"I've always loved War's Low Rider and Sly Stone's Thank You, and I just wanted to put my take on them"
About this Quote
Barry White’s charm was never that he reinvented the wheel; it’s that he could make the wheel feel like it was invented for you. When he says he’s always loved War’s “Low Rider” and Sly Stone’s “Thank You (Falettinme Be Mice Elf Agin),” he’s placing himself inside a very specific lineage: West Coast funk as a language of cool, swagger, and community. These aren’t random favorites. They’re canonical grooves with instantly recognizable DNA - street-level attitude, tight rhythm sections, jokes in the pocket.
The key phrase is “my take.” It’s casual on the surface, but it’s a statement of artistic authority. White isn’t apologizing for borrowing; he’s describing the normal way Black popular music evolves: through revision, reinterpretation, and taste. He’s also hinting at something strategic. Covering (or reworking) beloved tracks lets an artist tap into a shared memory while shifting the emotional temperature. War and Sly are lean, sharp, and playful; Barry White is velvet and gravity. His “take” promises to slow the groove down, thicken it, romanticize it - less cruising the boulevard, more turning the car into a private room.
There’s cultural confidence here too. White is often boxed as the “lover-man” voice, but citing these songs signals he’s a funk head, not just a balladeer. It’s a reminder that his persona wasn’t separate from the era’s funk experimentation; it was one branch of it, built to travel farther on radio, in bedrooms, in the mainstream.
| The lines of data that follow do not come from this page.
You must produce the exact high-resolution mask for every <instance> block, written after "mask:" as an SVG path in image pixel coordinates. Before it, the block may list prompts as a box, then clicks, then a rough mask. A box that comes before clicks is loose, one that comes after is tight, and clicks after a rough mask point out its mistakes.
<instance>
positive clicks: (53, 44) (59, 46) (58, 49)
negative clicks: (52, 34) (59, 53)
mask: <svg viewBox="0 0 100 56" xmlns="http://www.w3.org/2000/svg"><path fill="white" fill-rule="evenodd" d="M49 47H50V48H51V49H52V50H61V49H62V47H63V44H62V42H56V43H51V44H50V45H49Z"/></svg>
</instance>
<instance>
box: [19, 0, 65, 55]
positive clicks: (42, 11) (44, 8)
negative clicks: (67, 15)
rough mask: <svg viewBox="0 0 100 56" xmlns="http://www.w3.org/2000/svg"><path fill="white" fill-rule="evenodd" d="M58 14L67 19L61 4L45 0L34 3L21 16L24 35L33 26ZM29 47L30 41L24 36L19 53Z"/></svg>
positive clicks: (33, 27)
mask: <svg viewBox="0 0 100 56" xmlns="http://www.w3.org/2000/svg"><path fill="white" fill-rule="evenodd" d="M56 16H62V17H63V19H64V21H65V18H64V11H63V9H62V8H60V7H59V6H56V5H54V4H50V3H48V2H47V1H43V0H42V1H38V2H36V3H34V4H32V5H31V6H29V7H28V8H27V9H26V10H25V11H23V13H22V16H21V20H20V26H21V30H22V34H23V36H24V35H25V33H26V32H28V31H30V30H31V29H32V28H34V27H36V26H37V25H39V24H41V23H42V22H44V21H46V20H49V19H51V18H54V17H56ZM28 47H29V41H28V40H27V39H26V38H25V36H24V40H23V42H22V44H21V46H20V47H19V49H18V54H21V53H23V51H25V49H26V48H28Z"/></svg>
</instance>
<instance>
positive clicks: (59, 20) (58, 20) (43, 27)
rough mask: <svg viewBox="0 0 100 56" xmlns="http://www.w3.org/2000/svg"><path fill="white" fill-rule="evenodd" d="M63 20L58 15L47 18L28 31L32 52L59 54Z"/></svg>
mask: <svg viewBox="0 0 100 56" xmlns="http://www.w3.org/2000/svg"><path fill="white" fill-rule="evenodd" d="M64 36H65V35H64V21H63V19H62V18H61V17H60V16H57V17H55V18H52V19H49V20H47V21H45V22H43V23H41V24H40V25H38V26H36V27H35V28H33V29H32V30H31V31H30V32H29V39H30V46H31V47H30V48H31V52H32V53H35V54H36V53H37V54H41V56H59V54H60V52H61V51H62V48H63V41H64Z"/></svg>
The key phrase is “my take.” It’s casual on the surface, but it’s a statement of artistic authority. White isn’t apologizing for borrowing; he’s describing the normal way Black popular music evolves: through revision, reinterpretation, and taste. He’s also hinting at something strategic. Covering (or reworking) beloved tracks lets an artist tap into a shared memory while shifting the emotional temperature. War and Sly are lean, sharp, and playful; Barry White is velvet and gravity. His “take” promises to slow the groove down, thicken it, romanticize it - less cruising the boulevard, more turning the car into a private room.
There’s cultural confidence here too. White is often boxed as the “lover-man” voice, but citing these songs signals he’s a funk head, not just a balladeer. It’s a reminder that his persona wasn’t separate from the era’s funk experimentation; it was one branch of it, built to travel farther on radio, in bedrooms, in the mainstream.